シャクジの森で 〜月夜の誓い〜【完】
扉を開けてすぐに目に入ったのは、パトリックと医官が床に膝をついている姿。

それはまるで、何か床にあるものを覗き込んでいるようにみえる。

何を見ているのか、二人の背中に隠れてしまって見えない。

広い背中の間から覗き込むようにして見ると、エミリーがパトリックの腕の中でぐったりと項垂れているのが見えた。


「エミリー様!?どうかなさったんですか?」

言いながら傍に駆け寄って行くと、小さく弱々しい声が返ってきた。

「メイ・・・お疲れ様・・・ごめんなさい、片付けの・・・お手伝い・・・できなくて」

途切れ途切れに言葉を紡ぎ、苦しそうに肩で息をしている。

「エミリー、もう喋るな。フランクどうなんだ・・・」

パトリックが聞いたこともないような声を出している。

フランクは、ぐったりとした力のない腕を取って脈を測った後、額と首元の触診をした。


「うむ・・・おそらく貧血だろうが・・・疲労もある。栄養を取って休めばすぐに元気になるだろう。
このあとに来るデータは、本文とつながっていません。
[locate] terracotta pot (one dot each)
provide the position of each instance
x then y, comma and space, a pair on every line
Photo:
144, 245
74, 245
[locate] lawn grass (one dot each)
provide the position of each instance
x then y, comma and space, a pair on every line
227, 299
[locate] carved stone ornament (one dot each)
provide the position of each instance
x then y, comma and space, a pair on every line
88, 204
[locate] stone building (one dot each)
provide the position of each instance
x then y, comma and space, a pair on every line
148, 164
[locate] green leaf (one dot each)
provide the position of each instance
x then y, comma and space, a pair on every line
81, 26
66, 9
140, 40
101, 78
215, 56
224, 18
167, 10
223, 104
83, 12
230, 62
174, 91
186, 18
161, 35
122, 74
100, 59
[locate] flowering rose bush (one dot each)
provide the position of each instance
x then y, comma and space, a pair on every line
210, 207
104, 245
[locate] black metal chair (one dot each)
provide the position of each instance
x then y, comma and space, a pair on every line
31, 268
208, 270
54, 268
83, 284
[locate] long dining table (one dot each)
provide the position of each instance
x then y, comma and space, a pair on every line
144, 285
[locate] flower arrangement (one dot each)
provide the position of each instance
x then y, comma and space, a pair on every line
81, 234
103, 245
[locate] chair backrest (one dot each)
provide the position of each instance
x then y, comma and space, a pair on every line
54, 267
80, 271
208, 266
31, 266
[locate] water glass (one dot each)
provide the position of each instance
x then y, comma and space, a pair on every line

ベッドで寝かせてやるといいが、あいにく今は、負傷者でいっぱいだ」

フランクは眼鏡の奥に疲れた色を宿しながら治療室の中を見やった。


「とりあえず、そこのソファに寝かせよう」

パトリックはエミリーを抱えたまま立ちあがると、医務室のソファにそっと下ろして上着をかけなおした。



「・・・私、アラン様を呼んできます」

急いで執務室に向かおうと駆けだしたメイの目の前で、何故か扉は勝手に動き、それを掴もうとしていた手は宙に舞った。


「ジェフ・・・」


廊下にはジェフが立っていた。

青ざめているメイを見て驚いたような顔をしている。


「ジェフ・・・ジェフ、エミリー様が・・・」

ジェフの姿を見た途端、堪えていた気持ちが一気に噴き出した。

頬を伝う涙を隠すように両手で覆い、その場から動くことができなくなった。

「メイ、どうした?」

肩に置かれたジェフの手の暖かさにこのまま甘えたくなる。

でも今は・・・しっかりしなくちゃいけない。

メイは溢れる涙を拭いて、ジェフを見上げた。

「中でエミリー様が・・・『ジェフ、何かあったのか?」

言いかけた言葉に重なる様に、いつものような威厳のある声が廊下に響いている。

その声に、メイは慌ててジェフから離れると、居住まいを正して頭を下げた。

急に消えたメイの肩の感触に、掌を名残惜しげに握りながら、ジェフは腕を下ろした。

そして恐縮して声を出せないでいるメイに変わり、アランに伝えた。